Créé au Théâtre de l’Opéra-Comique le 21 janvier 1841, Le Guitarrero est loin d’être la seule ou la première œuvre née de la collaboration entre le compositeur Eugène Scribe (1791-1861) et le compositeur Jacques-Fromental-Élie Halévy (1799-1862). Moins connue que l’association entre Scribe et Auber, riche de vingt-huit opéras-comiques, huit opéras et deux ballets, la collaboration entre le plus célèbre librettiste français du XIXe siècle et Halévy a donné naissance à pas moins de six opéras-comiques, cinq opéras et un ballet, à savoir le ballet Manon Lescaut (1830), les opéras La Juive (1835), Guido et Ginevra (1838), Le Drapier (1840), Le Juif errant (1852) et l’opéra italien La Tempesta (1850), ainsi que les opéras-comiques Les Treize (1839), Le Shériff (1839), Le Guitarrero (1841), La Fée aux roses (1849), La Dame de Pique (1850) et Le Nabab (1853).

La création du Guitarrero est saluée par la critique.

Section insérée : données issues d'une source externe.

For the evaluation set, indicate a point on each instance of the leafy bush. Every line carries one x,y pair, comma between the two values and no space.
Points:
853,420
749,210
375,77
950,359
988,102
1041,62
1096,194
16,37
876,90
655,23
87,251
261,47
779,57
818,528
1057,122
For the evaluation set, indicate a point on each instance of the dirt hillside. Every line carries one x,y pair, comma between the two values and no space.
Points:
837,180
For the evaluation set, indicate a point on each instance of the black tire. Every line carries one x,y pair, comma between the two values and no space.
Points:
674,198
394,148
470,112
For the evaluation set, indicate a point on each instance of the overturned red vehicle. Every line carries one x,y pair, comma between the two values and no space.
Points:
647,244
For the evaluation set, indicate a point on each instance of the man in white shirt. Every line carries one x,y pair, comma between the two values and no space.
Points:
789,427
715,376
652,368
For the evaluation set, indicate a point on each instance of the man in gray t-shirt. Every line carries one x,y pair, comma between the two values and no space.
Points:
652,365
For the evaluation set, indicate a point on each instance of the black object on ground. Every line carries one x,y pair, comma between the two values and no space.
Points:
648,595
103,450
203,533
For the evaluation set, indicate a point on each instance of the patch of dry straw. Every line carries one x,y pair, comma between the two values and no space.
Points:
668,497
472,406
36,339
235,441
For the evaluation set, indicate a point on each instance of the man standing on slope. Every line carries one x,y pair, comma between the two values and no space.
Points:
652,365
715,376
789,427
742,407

Dans la Revue et Gazette musicale de Paris du 24 janvier 1841, Henri Blanchard écrit à propos du librettiste que le public « a fort bien reçu sa pièce, confectionnée, comme toutes celles que fait M. Scribe, avec beaucoup d’adresse et d’entente de la scène », et ajoute à propos d’Halévy que la musique qu’il « a brodée sur ce brillant canevas est comme celle que nous sommes habitués à entendre de cet habile compositeur, neuve, élégante, distinguée, inspirée. » Le même jour, Escudier estime dans La France musicale que le librettiste s’est largement inspiré de Ruy Blas de Victor Hugo, mais que cela n’empêche pas son livret d’être « plein d’intérêt, agréablement écrit, parfaitement coupé pour la musique. » Il note de même que le compositeur « a travaillé longuement et sérieusement ; il a voulu se montrer avec toute sa force, avec tous ses moyens, et, nous devons le dire, parce que c’est la vérité, il a produit une belle composition, qui aura surtout du succès parmi les artistes et les connaisseurs. »

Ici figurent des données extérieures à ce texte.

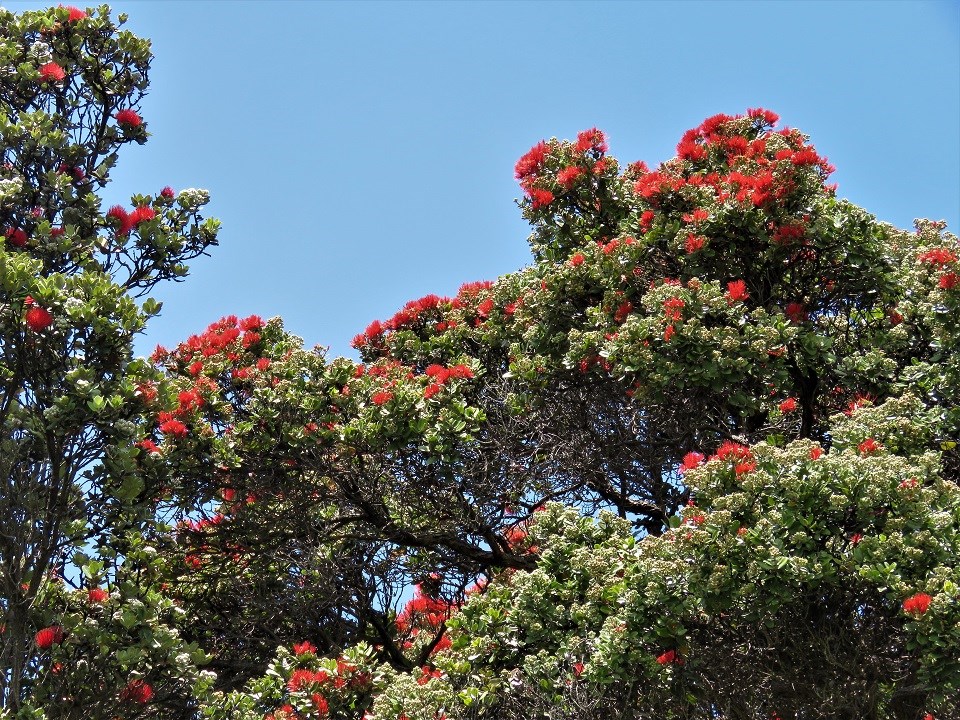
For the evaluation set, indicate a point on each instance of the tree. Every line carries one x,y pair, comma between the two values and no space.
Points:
724,306
81,625
698,460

Le Guitarrero © Frivolités Parisiennes
Le Guitarrero © Frivolités Parisiennes

Nous partageons l’enthousiasme de Blanchard et d’Escudier pour cet opéra-comique, et il faut saluer le travail entrepris actuellement par la compagnie des Frivolités parisiennes afin de réhabiliter certaines œuvres qui ont depuis longtemps disparu du répertoire de l’opéra-comique, alors qu’elles jouissaient d’une grande popularité au XIXe siècle, non seulement en France, mais aussi à l’échelle européenne. L’année même de sa création, Le Guitarrero fut ainsi repris en français à Bruxelles, ainsi qu’en allemand à Cassel et Berlin. Lors de son long séjour à Paris entre 1839 et 1842, le jeune Richard Wagner réalisa par ailleurs, à la demande de l’éditeur Maurice Schlesinger, un arrangement pour plusieurs instruments (WWV 46D) basé sur la musique du Guitarrero.

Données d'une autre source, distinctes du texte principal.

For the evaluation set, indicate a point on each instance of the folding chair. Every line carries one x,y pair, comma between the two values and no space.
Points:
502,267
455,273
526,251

Les huit chanteurs solistes qui ont donné le 13 avril 2015 une représentation du Guitarrero au Théâtre de la Porte Saint-Martin ont su surmonter avec brio l’une des principales difficultés rencontrées par tous les interprètes du répertoire de l’opéra-comique, à savoir être à la fois bon acteur et bon chanteur, être convainquant aussi bien dans les dialogues parlés que dans les airs et les ensembles vocaux. Si la partition d’Halévy ne présente pas de chœurs, elle est cependant riche en ensembles vocaux, en particulier dans les finales d’acte avec un octuor à la fin des premier et troisième actes, et un septuor à la fin du deuxième. La distribution est bien équilibrée et a été soigneusement préparée : aucun rôle ne laisse à désirer au niveau des moyens vocaux ou de l’interprétation.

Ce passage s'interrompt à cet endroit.